Thursday, June 20, 2013

Thursday June 20 Now I see my problem!!


This retirement thing is like putting a kid in a candy store.  I love to bake and cook.  This week I am baking for my husband’s summer school class, but it is not a big class, so there are left (planned) overs – like frosted chocolate cherry bars and blond brownies.  Yesterday, I noticed that there were only two slices of bread left.  No car to run to the store til night, and Jim is pretty exhausted after teaching on his feet all day. AND, I found packets of yeast in the drawer.  Though it has been many years since I baked bread, it didn’t turn out all that bad. I found some strawberry freezer jam and there is not much better than toasted homemade bread and freezer jam.  Well, you get the picture.
Anyway this morning as I was having my quiet hour, it struck me how happy I was, there in my new office, surrounded by books I love, a beverage at hand, couple versions of my Bible and paper to write on.  As I looked around, I became aware of how rich I am.  No bread, so make some because I can. Cupboards and fridge full. So many clothes I need to store some in other closets…and all my wonderful books. 

I had been reading about Christ’s temptation – we really know very little about those 40 days, and I can scarcely imagine what they were like.  Not only did Christ have no food, but he had no companions, and certainly no things – just wild animals, Mark said.  But Christ persevered, even starving and weakened, thin after forty days of fasting, He resisted Satan’s efforts to destroy Him through temptation. This does come back together…

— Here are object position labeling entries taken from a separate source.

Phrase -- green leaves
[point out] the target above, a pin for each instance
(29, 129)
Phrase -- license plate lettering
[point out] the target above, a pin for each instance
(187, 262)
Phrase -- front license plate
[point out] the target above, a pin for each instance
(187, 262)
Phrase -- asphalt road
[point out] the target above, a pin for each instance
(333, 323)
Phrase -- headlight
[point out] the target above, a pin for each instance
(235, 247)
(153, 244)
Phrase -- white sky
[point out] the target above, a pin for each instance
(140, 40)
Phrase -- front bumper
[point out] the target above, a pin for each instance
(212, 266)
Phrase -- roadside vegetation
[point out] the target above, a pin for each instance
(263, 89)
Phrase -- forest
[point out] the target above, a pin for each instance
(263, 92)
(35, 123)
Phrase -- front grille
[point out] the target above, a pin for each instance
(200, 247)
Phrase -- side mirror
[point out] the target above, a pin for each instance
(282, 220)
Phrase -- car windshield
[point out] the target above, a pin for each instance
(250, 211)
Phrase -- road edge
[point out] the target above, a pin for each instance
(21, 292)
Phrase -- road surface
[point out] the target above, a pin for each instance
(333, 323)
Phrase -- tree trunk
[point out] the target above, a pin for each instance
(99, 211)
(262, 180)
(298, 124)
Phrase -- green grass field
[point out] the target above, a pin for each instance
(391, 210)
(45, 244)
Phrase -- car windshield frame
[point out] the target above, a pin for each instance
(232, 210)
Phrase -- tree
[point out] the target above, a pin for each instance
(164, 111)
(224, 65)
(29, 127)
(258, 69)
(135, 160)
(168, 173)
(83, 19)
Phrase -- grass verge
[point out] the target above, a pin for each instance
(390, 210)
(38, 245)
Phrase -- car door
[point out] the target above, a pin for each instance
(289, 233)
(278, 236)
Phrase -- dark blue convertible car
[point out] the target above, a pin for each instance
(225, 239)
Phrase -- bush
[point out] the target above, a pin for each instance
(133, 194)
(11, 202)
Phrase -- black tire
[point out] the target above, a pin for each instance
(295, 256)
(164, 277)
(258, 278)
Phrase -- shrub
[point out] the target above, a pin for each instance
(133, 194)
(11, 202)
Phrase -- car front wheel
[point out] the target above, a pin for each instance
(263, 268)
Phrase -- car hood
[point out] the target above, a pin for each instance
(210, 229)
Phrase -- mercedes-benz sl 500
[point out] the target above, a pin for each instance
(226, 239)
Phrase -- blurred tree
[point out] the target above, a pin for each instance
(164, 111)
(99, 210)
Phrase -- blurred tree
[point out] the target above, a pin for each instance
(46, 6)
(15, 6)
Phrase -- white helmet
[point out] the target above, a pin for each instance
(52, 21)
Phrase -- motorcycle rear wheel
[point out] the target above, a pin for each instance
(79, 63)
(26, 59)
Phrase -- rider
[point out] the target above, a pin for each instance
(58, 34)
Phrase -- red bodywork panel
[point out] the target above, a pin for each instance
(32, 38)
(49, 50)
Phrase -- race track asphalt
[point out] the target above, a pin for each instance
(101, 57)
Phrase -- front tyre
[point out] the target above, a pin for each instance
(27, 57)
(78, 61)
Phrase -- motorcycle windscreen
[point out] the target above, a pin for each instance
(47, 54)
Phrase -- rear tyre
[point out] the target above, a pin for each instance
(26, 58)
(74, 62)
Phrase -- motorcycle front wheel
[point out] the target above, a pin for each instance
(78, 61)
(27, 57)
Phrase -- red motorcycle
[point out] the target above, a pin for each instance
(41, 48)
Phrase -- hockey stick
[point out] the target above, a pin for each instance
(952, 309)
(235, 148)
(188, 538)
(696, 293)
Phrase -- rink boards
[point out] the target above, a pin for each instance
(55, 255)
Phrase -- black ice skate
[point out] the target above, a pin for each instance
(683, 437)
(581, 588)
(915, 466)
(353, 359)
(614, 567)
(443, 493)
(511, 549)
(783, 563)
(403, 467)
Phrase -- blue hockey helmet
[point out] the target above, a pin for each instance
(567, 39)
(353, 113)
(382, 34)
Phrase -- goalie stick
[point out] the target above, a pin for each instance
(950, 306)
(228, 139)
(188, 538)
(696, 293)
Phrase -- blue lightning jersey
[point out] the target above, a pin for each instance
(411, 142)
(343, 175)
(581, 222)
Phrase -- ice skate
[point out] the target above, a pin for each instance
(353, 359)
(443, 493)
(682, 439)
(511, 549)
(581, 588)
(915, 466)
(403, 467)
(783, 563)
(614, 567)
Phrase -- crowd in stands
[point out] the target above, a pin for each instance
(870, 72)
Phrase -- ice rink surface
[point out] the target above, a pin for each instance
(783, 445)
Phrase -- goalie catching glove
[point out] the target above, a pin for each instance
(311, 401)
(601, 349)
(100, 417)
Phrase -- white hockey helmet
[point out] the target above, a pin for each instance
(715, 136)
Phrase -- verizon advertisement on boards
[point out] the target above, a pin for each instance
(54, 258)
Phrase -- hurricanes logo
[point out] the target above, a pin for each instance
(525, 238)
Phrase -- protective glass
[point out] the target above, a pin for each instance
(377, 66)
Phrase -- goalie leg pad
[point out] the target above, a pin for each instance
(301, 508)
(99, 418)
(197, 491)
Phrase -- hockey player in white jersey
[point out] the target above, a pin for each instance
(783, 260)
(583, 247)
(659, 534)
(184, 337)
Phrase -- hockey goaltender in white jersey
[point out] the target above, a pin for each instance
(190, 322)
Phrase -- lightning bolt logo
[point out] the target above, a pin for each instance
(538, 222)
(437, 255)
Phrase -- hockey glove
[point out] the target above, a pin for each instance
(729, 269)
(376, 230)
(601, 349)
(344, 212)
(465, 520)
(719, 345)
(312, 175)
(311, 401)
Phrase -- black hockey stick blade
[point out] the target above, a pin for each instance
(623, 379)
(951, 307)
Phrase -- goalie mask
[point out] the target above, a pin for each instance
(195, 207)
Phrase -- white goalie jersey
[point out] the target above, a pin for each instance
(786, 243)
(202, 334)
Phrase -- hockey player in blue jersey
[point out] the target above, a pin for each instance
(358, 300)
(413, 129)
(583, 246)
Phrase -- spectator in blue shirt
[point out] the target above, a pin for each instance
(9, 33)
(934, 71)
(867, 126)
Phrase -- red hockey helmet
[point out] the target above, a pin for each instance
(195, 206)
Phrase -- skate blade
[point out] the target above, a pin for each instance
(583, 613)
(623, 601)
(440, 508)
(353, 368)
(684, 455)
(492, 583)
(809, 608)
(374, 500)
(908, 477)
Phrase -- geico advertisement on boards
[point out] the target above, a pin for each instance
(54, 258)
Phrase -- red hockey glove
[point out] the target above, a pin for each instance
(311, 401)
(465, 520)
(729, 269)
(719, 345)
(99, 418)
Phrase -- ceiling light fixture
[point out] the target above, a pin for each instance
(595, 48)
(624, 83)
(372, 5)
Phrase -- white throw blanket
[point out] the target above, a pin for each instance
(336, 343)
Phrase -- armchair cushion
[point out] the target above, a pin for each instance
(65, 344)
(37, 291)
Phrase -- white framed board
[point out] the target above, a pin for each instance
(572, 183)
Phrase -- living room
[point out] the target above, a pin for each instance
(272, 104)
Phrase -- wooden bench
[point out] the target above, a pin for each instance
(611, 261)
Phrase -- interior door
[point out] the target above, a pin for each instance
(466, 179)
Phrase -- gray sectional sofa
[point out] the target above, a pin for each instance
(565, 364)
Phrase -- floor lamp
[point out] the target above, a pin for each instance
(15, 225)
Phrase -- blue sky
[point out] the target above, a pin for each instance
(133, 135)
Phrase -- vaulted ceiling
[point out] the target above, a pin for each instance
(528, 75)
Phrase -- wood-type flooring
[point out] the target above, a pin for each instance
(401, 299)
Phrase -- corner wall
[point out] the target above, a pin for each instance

You see as I looked around my office and at my beloved books, the scent of bread still in the air, the Spirit began to challenge me – with where my affections were placed.  And I am embarrassed to tell you about that conversation. 

I am a child of parents who were children of the depression – don’t get rid of anything because you could use it….so, although I don’t need all the stuff I have, could I really pass it on, recycle it?  And certainly I left hundreds of books over the last year in the hall for others to pick up, but I still have hundreds.  Do I really need them all? 
And back to the loving to cook and bake – I think I need to find a way to give this all to God.  I need to not cook and bake things that give us temporary pleasure and find the courage to focus more on what we need to eat.  Eating should not be a hobby, a recreational activity.